June 2021 Newsletter

Dear members,
It is now summer, the right season to recharge our batteries and rejuvenate body and soul. After a year and a half of staying at home it seems that in many countries we are beginning to see light and that life might progressively go back to a new normal during the autumn. For many of us there are now possibilities for bigger vacations. Summer is also an ideal time to take physical activity and engage in light for D vitamins.
As most of you already know in our recurrent Newsletter we strive to provide you with knowledge and tips on patterns of behaviors that can increase wellness and longevity. We strongly believe in anti-aging strategies in order to prevent, slowdown and even in some cases reverse the deterioration that we associate with age. Our tips and recipes are as far as possible based on scientific material and are generally easy to follow. We often point out the five dominant ideas to slow down the biological clock:
·       Exercise regularly
·       Eat less and eat the right thing
·       Sleep well
·       Limit negative stress
·       Do not smoke

Adopting such healthy habits is a cheap but highly efficient therapy. Remarkable studies have been made and they all converge on the strong benefits of any routines incorporating these topics. Research led by Harvard University found that these five healthy habits could extend life expectancy by 14 years for women and 12 years for men. Of course we are all different; each one of us may need to tailor food, exercise or sleep depending on his/her genes and environment, but we all have a body that will respond positively to these incentives. As a complement to these core principles we can of course develop further our lifestyle with additional healthy habits, therapies or supplements. For instance we are focusing this month on a topic we never covered before: cold-water therapy (also called cryotherapy) and sauna heat therapy.

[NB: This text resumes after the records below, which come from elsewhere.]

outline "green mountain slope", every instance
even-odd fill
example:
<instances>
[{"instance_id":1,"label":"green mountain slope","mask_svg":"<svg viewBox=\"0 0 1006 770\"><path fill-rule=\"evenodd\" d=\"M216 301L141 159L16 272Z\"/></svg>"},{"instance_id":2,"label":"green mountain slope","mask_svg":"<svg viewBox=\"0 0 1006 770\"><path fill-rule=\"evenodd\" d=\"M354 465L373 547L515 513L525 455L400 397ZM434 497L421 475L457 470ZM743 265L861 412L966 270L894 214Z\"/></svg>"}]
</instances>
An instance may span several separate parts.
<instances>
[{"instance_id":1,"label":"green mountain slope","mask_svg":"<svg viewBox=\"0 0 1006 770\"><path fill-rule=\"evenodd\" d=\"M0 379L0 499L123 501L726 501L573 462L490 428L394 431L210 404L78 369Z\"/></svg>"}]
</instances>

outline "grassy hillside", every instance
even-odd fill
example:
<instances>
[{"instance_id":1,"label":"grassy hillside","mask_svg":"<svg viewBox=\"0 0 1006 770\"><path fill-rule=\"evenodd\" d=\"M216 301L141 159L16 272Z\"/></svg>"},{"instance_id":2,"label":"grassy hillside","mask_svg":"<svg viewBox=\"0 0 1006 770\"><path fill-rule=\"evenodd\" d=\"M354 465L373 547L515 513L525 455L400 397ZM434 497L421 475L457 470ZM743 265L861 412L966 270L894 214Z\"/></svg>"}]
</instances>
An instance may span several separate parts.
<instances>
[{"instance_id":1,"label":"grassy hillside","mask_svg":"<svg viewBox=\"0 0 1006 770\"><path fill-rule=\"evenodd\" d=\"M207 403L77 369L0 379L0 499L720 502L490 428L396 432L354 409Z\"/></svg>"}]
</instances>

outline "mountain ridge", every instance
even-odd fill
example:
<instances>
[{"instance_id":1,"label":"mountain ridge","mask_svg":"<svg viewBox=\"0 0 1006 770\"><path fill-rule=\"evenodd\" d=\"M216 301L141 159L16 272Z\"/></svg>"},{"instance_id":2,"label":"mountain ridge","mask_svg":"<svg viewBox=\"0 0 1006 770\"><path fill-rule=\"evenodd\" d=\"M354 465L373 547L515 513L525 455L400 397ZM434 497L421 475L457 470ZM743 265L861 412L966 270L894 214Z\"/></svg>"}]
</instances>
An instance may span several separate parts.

Coldwater therapy is obviously the practice of using water that is 15°C or below (taking an ice bath or swimming in cold water for instance) in a short period of time (five minutes or less) to stimulate health benefits. A growing number of athletes use it today after exercise as a way to reduce muscle soreness. As with ice being applied on an injury, cold water causes blood vessels to constrict and therefore helps reduce swelling and inflammation. Evidence also shows that cold water therapy stimulates the body immune’s system, reducing the risks for bacterial infections for instance. When the body gets cold, blood vessels contract forcing fluid to be pumped and flushing waste out of the muscles and tissues. If not eliminated such toxins build up, generating colds, inflammation, cellular damage and premature aging for instance. Plunging into cold water can also help our mood because it releases endorphins and noradrenaline that make feel happy and alive. Some preliminary research even suggests that since cold water improves metabolic functions in the body there may be a direct effect in weight loss too.

Sauna heat therapy has various positive effects as well. The body’s response to gentle, persistent heat is well-documented. Heat bathing in a sauna provides stress relief in a number of ways. Tension fades. Muscles unwind. Mentally, we emerge relaxed and revived from a quiet and warm space without any distractions. The vast majority of disease (e.g. heart disease) being at least partially stress-related, the sauna’s feel-good effect should not be ignored. The heat from the sauna also improves circulation by dilating blood vessels, which in turn speeds up the body’s natural healing process and eases pains. This sweat production also results in detoxifying our bodies. It has also been shown to improve cardiovascular health on a similar scale to a cardio workout and to induce better sleep.
Wish you all have a very nice summer.